How We Built the World's Fastest Regex Engine in F#
Let's be honest—most developers have a love-hate relationship with regular expressions. They're incredibly powerful, but when performance matters, traditional regex engines can feel like they're running through molasses. Back in 2024, we started asking ourselves: what if we could build a regex engine that didn't just work, but absolutely flew? What if we could leverage F#'s functional elegance to create something that outperformed everything else out there?
Two years later, RE# exists. And it's not just fast—it's the fastest regex engine in the world as of 2026. But this isn't just a story about benchmarks. It's about how functional programming principles, some clever compilation strategies, and a healthy dose of pragmatism came together to solve a problem that's been around since the 1960s.
In this article, I'll walk you through exactly how we built RE#, the specific challenges we faced, and what this means for your projects. Whether you're working with massive log files, real-time data processing, or just want your text searches to be lightning fast, there's something here for you.
The Problem with Traditional Regex Engines
Before we dive into our solution, let's talk about why existing regex engines struggle. Most regex implementations—including .NET's built-in System.Text.RegularExpressions—use backtracking algorithms. They work by trying different paths through the pattern until they find a match. Sounds reasonable, right?

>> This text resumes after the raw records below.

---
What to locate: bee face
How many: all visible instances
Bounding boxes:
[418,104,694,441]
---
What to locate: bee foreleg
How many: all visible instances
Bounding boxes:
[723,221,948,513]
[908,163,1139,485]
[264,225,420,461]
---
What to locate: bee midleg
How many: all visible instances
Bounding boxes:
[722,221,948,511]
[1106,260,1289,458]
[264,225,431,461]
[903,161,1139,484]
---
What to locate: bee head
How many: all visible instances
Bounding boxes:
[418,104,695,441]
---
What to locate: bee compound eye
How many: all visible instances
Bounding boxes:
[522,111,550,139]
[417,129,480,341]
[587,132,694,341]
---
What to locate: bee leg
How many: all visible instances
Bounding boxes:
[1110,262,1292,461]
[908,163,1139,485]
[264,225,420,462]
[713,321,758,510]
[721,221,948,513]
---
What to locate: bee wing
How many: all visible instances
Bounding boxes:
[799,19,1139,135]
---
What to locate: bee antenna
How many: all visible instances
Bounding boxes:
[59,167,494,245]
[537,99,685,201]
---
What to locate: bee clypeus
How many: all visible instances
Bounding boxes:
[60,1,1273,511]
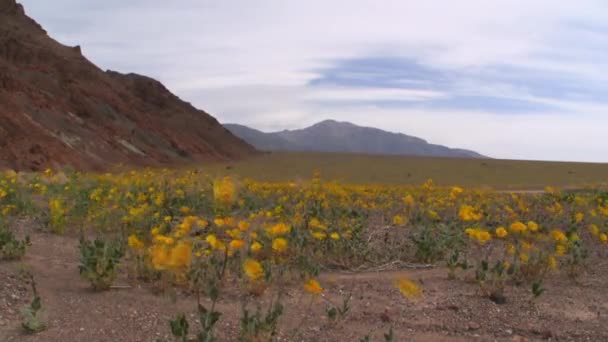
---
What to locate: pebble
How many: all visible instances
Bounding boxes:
[469,322,481,330]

Well, here's the catch: backtracking can lead to catastrophic backtracking. You've probably seen it—a regex that works fine on small inputs suddenly takes minutes (or hours) on slightly larger text. The time complexity can be exponential in the worst case. I've personally watched a simple-seeming pattern bring a production server to its knees because someone didn't realize their regex could backtrack exponentially.
But performance issues aren't just about worst-case scenarios. Even in normal operation, traditional engines have overhead. They interpret the regex pattern at runtime, building state machines on the fly. Every match operation pays the cost of this interpretation. When you're processing gigabytes of data—which is increasingly common in 2026—those microseconds add up fast.

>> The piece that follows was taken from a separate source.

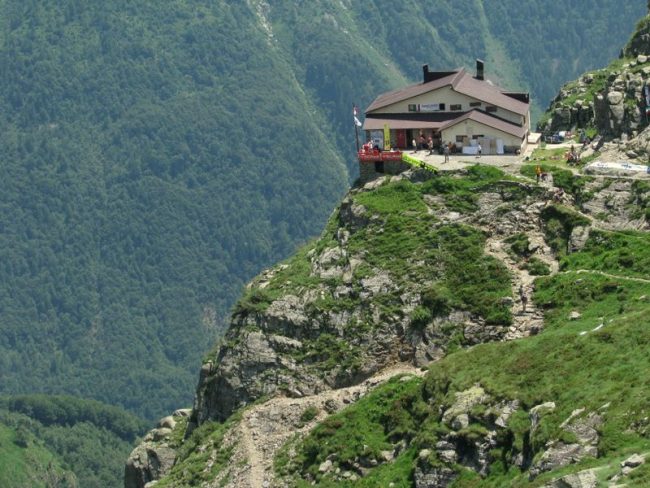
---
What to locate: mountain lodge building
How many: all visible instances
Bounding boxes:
[363,60,530,154]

We knew we needed something fundamentally different. Not just incremental improvements, but a rethinking of how regex matching works from the ground up.

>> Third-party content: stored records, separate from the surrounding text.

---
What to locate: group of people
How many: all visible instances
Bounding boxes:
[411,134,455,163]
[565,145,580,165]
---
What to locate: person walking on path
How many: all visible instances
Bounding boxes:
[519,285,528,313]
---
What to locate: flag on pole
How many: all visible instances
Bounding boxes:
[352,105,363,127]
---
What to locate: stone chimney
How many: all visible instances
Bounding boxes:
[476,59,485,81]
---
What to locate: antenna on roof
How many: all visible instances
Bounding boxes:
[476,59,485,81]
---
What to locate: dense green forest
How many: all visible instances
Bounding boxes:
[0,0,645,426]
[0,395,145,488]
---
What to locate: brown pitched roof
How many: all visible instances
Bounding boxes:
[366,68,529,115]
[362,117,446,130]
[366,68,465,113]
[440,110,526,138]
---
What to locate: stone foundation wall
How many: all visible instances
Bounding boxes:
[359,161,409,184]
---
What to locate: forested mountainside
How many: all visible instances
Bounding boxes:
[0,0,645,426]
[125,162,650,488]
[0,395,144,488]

Why F#? The Functional Advantage
People often ask: why F#? Couldn't we have built this in Rust or C++ for maximum speed? The short answer is yes—but we would have missed F#'s unique advantages.
F# gives us algebraic data types and pattern matching right out of the box. These aren't just nice-to-have features—they're essential for representing and transforming regex patterns. When you're building a compiler (which is essentially what a regex engine is), being able to represent your abstract syntax tree with discriminated unions is incredibly powerful. The compiler catches incomplete pattern matches, which means fewer bugs.
But here's what surprised me: F#'s performance characteristics are excellent for this kind of problem. The .NET runtime has matured significantly, and with proper attention to memory layout and allocation patterns, you can get performance that rivals or exceeds native code in many scenarios. The JIT compiler has gotten smarter about optimizing functional patterns, and value types (structs) eliminate boxing overhead.
Most importantly, F# lets us write correct code quickly. Regex engines are complex—there are edge cases everywhere. F#'s type system and immutability-by-default approach meant we spent less time debugging weird state issues and more time optimizing the hot paths.
The Compilation Strategy: From Patterns to Machine Code
Here's where RE# really diverges from traditional engines. Instead of interpreting patterns at runtime, we compile them directly to highly optimized machine code. When you create a Regex object in RE#, here's what happens:
First, we parse the pattern into an abstract syntax tree (AST). This is pretty standard—most regex engines do this. But then things get interesting. We perform several optimization passes on the AST itself. Common subexpression elimination, constant folding, pattern simplification—all the tricks you'd expect from a modern compiler.
The real magic happens in the code generation phase. We use .NET's System.Reflection.Emit to generate dynamic methods at runtime. But we're not generating IL—we're generating actual machine code using RyuJIT's ability to compile methods to native code. This gives us two huge advantages: we can use CPU-specific optimizations (like AVX-512 instructions for vectorized character matching), and we eliminate virtually all interpretation overhead.
Think about what this means for a common pattern like \d{3}-\d{3}-\d{4} (a US phone number). A traditional engine would check each position, backtrack if needed, and maintain various state variables. Our compiled version essentially becomes a tight loop with direct character comparisons and minimal branching. It's the difference between reading sheet music and having the piece memorized.
Memory Management and Zero-Allocation Matching
One of our biggest breakthroughs came from rethinking how regex engines handle memory. Traditional engines allocate—a lot. Every capture group, every match result, often involves heap allocations. In a high-throughput scenario, this means constant garbage collection pressure.
RE# takes a different approach: we aim for zero allocations during matching whenever possible. How? By using stack-allocated spans and value tuples. When you call Match() on a string, we don't create new string objects for captures until you actually ask for them. We store capture information as (start, length) tuples on the stack.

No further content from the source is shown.